Nearly written off as dinosaurs heading toward extinction, New England’s struggling coal and oil power plants have staged a temporary comeback during the recent cold snap.

Data compiled by New England’s power grid operator indicate plants running on coal and oil have been producing between 14 and 21 percent of the region’s electricity over the last few days. (For the latest breakdown, click here.) During all of 2012, coal accounted for 3 percent of the region’s power output and oil just 1 percent. The recent shift to coal and oil sharply increases carbon emissions, but it keeps the lights on.  

The temporary turnabout for coal and oil reflects a dynamic in regional energy markets first identified last winter. When cold envelops the region, homeowners and businesses turn up their thermostats and the use of natural gas skyrockets. As more natural gas is diverted to heating, power plants that generate electricity using natural gas find themselves scrambling for supplies. Last winter, six natural gas plants ran out of fuel and couldn’t obtain any more

Officials at ISO-New England, the region’s power grid operator, say last winter’s problems are due to the area’s heavy reliance on natural gas to generate electricity and the limited capacity of natural gas pipelines coming into the region. The officials say the long-term solution is to expand pipeline capacity. But that won’t happen overnight, so in the meantime the officials are addressing the problem on a short-term basis by relying more on coal and oil and importing natural gas (primarily from stocks of liquefied natural gas) from Canada.

According to the ISO website as of this morning, 14 percent of today’s power generation was coming from coal and 6 percent from oil. The numbers were similar earlier this week. What’s happening is the intense cold and high demand for natural gas is driving up the price of natural gas, allowing coal and oil, which are typically more expensive, to gain access to the market. But the heavier use of oil-generated electricity also reflects careful planning this year.

Last winter, a number of the region’s oil plants were unable to operate at capacity because they didn’t have enough oil on hand. The reason they didn’t have sufficient oil on site was because the plants rarely ran and the owners didn’t want to spend a lot of money on oil that would just be sitting in their storage tanks. When electricity from the plants was needed, the plants couldn’t provide it.

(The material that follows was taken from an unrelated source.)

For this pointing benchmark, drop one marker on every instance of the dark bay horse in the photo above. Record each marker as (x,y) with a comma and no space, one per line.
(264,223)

ISO officials responded by making full storage tanks financially attractive. They placed orders for 2 million megawatt hours of electricity this winter from plants that either burn oil or could convert to burning oil within five hours. The $75 million electricity purchase guaranteed that oil-fired power plants would be prepared to plug what ISO officials call the region’s electricity “reliability gap.”

While power grid operators in New York and the mid-Atlantic states have recently been struggling to meet demand and asking their customers to conserve energy, New England’s grid operator has encountered relatively few problems so far this winter. In fact, New England sold spare electricity to the mid-Atlantic states for several hours on Tuesday.

This region’s winter peak demand for electricity came on December 17, when 21,514 megawatts were used. Usage on Wednesday was slightly less at 21,231 megawatts. With temperatures rising heading into the weekend, electricity demand is expected to fall.

Mark Rodgers, a spokesman for Cape Wind, said the proposed wind farm in Nantucket Sound would be an ideal solution to New England’s winter power woes. He notes, correctly, that Cape Wind operating at full capacity could produce the same amount of power as a natural gas plant and at far less cost. The same would also be true in the summer, when demand for electricity peaks.

The downside of Cape Wind is that the price it would charge for power, under contracts negotiated with the state’s two largest utilities, is far above market rates during normal weather periods.